Based on the Russian novel series by Sergei Lukyanenko, Night Watch was adapted by Timur Bekmambetov, a Russian Writer/Producer/Director in 2004.

The film follows Anton Gorodetsky, an ‘Other’ who has found himself mixed up in a secret war between other ‘Others’… A battle between Light and Dark. Light ‘Others’ are the Night Watch, sworn to keep the Dark ‘Others’ in check. Likewise, the Dark ‘Others’ are the Day Watch keeping tabs on the Light ‘Others’. Siding with the Night Watch, Anton works as a ‘supernatural police man’ taking down Dark ‘Others’ who defy an ancient truce that keeps the world from falling in to chaos. When he sees a woman on a train with the vortex (an omen that spells the end of the truce and the apocalypse) over her head, he and the others of the Night Watch must stop the Vortex before the truce falls apart and the world plunges in to darkness.

Night Watch is seen as the first Russian Blockbuster since the collapse of the Soviet Film Industry in the late 80’s/early 90’s. With a budget of $4.2 million it was considered high concept until a few years later… now some budgets are over $20 million! Russia’s film industry is expanding greatly since the fall of the iron curtain and it’s directors like Timur Bekmambetov that are helping it along. He is now working in the US as well as Russia, currently directing Abraham Lincoln: Vampire Hunter and in 2008, Wanted.

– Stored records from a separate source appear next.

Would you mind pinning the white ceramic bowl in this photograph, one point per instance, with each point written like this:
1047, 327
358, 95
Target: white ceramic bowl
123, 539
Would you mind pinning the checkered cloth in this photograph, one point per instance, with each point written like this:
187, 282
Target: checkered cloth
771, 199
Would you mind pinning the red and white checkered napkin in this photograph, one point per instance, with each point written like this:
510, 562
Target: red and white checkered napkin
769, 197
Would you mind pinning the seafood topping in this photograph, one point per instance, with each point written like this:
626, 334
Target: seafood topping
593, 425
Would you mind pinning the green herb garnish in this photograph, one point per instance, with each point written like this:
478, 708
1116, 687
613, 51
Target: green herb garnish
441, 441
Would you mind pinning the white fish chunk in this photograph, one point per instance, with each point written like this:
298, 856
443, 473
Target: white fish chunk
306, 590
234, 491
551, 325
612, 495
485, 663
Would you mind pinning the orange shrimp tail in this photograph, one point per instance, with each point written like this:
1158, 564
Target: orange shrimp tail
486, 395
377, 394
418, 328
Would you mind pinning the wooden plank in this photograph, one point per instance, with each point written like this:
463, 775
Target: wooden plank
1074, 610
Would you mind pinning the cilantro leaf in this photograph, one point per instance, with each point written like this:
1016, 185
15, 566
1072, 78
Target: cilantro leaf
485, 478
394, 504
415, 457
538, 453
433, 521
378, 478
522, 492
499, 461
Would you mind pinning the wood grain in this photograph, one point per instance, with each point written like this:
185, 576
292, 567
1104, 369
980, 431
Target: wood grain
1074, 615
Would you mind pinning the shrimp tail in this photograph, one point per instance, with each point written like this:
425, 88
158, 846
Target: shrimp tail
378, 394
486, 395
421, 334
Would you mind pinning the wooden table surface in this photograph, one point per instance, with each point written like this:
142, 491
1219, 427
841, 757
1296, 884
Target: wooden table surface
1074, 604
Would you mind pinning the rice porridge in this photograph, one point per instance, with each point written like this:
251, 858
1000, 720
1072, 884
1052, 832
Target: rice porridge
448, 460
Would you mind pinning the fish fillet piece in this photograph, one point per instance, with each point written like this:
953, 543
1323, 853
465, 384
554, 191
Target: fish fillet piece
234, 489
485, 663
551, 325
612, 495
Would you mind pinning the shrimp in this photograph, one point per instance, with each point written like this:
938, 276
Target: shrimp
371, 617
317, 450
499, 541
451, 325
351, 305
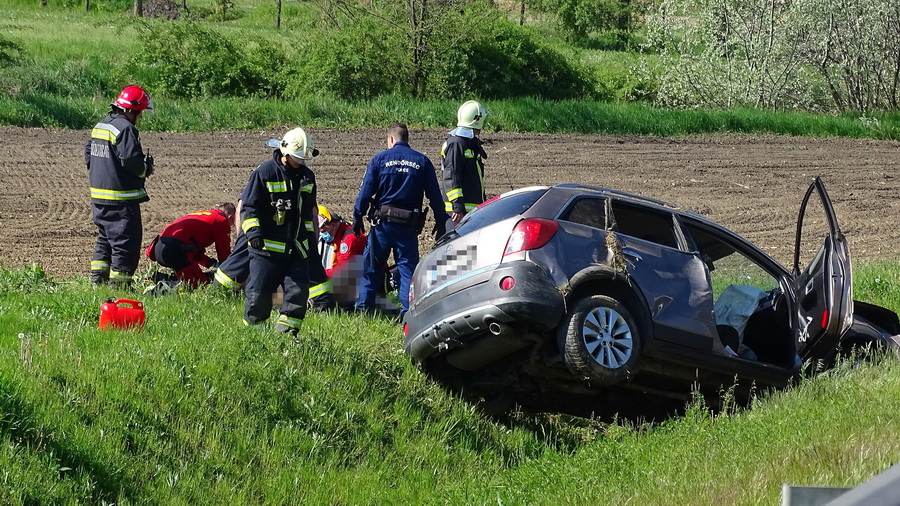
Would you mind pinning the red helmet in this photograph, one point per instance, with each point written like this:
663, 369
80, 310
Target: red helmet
134, 98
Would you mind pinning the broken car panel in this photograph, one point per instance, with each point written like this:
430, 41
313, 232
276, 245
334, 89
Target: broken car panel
575, 298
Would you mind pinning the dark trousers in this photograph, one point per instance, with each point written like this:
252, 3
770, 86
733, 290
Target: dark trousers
236, 268
384, 238
118, 248
266, 274
321, 296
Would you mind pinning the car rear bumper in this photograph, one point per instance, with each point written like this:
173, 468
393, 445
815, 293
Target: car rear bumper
459, 315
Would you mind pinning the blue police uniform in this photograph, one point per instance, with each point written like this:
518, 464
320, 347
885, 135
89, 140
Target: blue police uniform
393, 188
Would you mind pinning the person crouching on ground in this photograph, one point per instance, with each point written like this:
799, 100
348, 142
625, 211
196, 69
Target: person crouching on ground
341, 254
181, 246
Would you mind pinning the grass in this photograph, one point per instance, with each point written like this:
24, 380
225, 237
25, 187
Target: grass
198, 409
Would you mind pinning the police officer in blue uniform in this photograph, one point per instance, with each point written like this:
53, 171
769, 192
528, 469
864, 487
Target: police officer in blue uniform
278, 204
392, 192
117, 168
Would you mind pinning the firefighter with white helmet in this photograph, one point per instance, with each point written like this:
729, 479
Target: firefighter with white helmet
117, 169
462, 162
278, 212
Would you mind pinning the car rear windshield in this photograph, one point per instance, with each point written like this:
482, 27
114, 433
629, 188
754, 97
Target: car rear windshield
499, 210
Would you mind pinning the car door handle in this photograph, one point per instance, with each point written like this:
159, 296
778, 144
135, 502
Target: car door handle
631, 253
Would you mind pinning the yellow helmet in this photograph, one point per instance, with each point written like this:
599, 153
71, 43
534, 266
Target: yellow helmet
298, 144
323, 212
471, 114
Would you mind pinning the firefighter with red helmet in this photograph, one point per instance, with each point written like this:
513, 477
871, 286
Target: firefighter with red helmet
117, 169
181, 246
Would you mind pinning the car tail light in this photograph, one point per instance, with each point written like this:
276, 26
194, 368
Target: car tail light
488, 201
530, 233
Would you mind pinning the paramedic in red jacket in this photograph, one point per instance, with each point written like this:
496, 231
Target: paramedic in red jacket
182, 244
341, 252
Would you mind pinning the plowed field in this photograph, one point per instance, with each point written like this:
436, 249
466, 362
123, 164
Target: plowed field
751, 184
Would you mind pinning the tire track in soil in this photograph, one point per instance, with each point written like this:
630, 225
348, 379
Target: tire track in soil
751, 184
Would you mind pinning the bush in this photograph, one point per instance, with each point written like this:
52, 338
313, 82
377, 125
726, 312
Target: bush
509, 61
356, 62
186, 59
622, 77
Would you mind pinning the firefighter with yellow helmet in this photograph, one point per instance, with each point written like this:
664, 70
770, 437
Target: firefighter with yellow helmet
462, 163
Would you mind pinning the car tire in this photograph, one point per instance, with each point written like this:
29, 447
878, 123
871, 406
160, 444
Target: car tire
602, 341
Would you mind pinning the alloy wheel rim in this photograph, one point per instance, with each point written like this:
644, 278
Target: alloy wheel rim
607, 337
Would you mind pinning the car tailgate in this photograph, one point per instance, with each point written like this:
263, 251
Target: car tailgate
465, 261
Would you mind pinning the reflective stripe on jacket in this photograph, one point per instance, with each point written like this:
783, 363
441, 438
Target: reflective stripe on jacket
115, 162
462, 170
277, 205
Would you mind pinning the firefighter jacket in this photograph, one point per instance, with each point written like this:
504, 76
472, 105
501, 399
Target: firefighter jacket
279, 205
399, 178
115, 161
462, 169
202, 229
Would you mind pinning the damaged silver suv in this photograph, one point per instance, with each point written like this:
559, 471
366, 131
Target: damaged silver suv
589, 300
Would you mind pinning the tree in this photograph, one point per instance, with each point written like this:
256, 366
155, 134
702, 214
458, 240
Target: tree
779, 54
428, 28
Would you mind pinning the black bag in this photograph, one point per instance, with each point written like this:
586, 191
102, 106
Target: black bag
389, 214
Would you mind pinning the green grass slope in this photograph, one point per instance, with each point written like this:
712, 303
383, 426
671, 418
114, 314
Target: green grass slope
198, 409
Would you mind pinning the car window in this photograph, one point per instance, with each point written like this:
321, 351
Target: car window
643, 223
499, 210
587, 211
728, 266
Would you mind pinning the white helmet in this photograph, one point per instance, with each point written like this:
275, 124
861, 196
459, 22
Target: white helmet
471, 115
298, 144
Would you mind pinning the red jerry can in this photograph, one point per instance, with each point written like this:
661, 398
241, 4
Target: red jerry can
121, 314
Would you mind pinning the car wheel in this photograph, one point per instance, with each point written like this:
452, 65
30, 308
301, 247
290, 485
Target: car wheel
602, 342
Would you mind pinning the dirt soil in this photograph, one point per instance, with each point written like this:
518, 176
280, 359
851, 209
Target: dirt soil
751, 184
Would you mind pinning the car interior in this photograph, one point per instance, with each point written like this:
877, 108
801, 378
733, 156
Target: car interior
752, 314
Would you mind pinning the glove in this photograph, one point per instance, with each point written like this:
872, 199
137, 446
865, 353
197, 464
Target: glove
439, 229
256, 243
148, 162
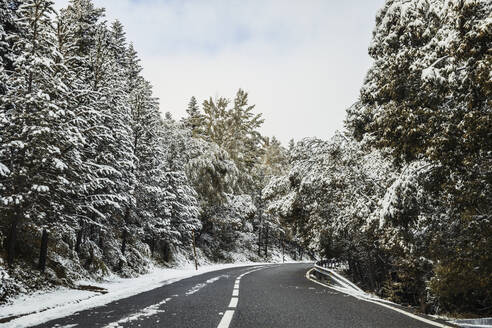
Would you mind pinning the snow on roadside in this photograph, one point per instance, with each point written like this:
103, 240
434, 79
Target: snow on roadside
45, 306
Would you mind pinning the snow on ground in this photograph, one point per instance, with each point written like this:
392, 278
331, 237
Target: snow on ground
45, 306
475, 323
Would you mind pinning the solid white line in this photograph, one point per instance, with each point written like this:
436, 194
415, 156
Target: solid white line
226, 319
411, 315
233, 303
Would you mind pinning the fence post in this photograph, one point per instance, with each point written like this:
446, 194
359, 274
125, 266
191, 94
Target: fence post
194, 249
11, 243
80, 234
43, 252
123, 244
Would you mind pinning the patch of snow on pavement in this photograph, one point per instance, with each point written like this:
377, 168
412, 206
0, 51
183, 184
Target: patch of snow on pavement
201, 285
45, 306
144, 313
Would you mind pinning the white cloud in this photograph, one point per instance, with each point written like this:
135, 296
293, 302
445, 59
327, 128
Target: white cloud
302, 62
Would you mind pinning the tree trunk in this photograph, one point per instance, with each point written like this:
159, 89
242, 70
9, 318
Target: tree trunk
11, 243
43, 252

Bekmambetov is a very strong sci-fi/fantasy director. In Night Watch it is clear that he draws his ideas and styles of filming from Hollywood productions like The Matrix series. The film felt more hollywood-y rather than a international film but it still felt quite Russian in its culture and character. If you like The Matrix or The Underworld series and don’t mind reading subtitles, (There is a dubbed version, however I do recommend the Russian with Subtitles) definitely see this film.